В школу тогда отдавали с восьми лет. Поэтому мама ничего ей читать самостоятельно не позволяла, тем более, что Наде было всего пять.

 

VII

 

После возвращения из эвакуации, когда семья получила ту огромную комнату, о которой уже было сказано, произошло одно важное и радостное, особенно для Натальи Дмитриевны, событие: при историческом факультете Университета открылся экстернат с искусствоведческим отделением. Вспомнив курсы экскурсоводов при Эрмитаже, она сразу туда поступила. Ей уже было сорок пять лет, но она чувствовала себя молодой, студенткой, тем более, что на правах обучающихся экстерном она имела возможность посещать лекции на дневном отделении и университетскую библиотеку. Она регулярно ходила в Эрмитаж, в Публичку, порой занималась до ночи.

Никогда еще Петр Николаевич не видел ее такой энергичной, радостной и был счастлив. Он готов был работать еще больше, лишь бы она всегда оставалась такой. Он любовался ею.

Выглядела она прекрасно еще и потому, что иногда встречалась с Екатериной Георгиевной. Ткани покупать не требовалось. Из сохранившихся остатков влюбленная в свою заказчицу портниха сшила два преоригинальных платья, костюм, а из коричневого с выбитыми дубовыми листочками плюша, купленного перед самой революции для обивки дивана, пальто, то самое, в котором ее приняли однажды за бывшую актрису из Дома Ветеранов сцены. Это пальто она с удовольствием носила более пятнадцати лет.

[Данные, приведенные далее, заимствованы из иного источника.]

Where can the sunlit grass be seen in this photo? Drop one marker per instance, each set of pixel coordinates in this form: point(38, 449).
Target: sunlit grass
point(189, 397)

Одежда, в чем-то, хоть в мелочи, сохранявшая оттенок старины, составляла особый индивидуальный стиль, может быть, даже шик, привлекая нестандартностью облика, благодаря стараниям Екатерины Георгиевны, напоминала исчезнувшее дворянство, хотя ничего дворянского в крови Натальи Дмитриевны не было. Этот стиль, начатый в одежде, поддерживала и дополняла, составляя с ним единое целое, манера держаться, выделяя Наталью Дмитриевну среди студентов и аспирантов. Кое с кем из них у нее сохранились отношения на долгие годы.

Лекции на искусствоведческом отделении в то время проводили известные ученые, в том числе профессор Н. Н. Пунин, один из мужей А. А. Ахматовой. Потом она долго будет вспоминать неожиданную встречу с ним в городе Пушкине, где они с Наденькой тогда жили на даче.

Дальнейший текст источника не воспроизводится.